Par Valérie Marin La Meslée
Publié le 05/02/2024 à 06h55, mis à jour le 06/02/2024 à 23h35
Temps de lecture : 3 min Ajouter à mes favoris Google News Commenter Partager
«S
uzanne », « So long, Marianne »… Ces
chansons, d'emblée éternelles, figuraient déjà
dans Songs of Leonard Cohen, le premier album du Canadien,
sorti en 1967, tellement poétique, tellement littéraire…

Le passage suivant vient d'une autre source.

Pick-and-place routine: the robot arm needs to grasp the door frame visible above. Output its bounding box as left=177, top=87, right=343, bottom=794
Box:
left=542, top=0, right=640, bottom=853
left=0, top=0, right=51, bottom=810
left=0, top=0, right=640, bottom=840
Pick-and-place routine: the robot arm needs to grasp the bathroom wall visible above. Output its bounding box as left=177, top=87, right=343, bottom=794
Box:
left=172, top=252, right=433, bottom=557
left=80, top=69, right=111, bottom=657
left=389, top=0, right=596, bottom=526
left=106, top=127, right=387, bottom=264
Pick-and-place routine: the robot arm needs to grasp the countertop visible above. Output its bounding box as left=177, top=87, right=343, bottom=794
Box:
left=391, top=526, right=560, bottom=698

Justement. Outre-Atlantique, Leonard Cohen (1934-2016), dix ans
avant son entrée dans la chanson, était déjà connu
comme poète. Il n'a que 21 ans quand paraît Let Us Compare
Mythologies, son premier recueil, et devient vite une figure
culte de la Beat generation. Durant ces mêmes années
1950, le jeune Montréalais s'essaie aussi au roman, mais
personne ne veut publier, à l'époque, Un ballet de
lépreux, découvert dans ses archives et qui paraît enfin
aujourd'hui. De son vrai premier roman, Cohen disait
d'ailleurs qu'il était « probablement meilleur » que celui jusqu'alors
considéré comme inaugural : Jeux de dames (The Favorite
Game), paru en 1963, traduit en France – comme le
suivant, Les Perdants magnifiques – chez Christian Bourgois,
romans réédités en poche après la disparition de l'auteur.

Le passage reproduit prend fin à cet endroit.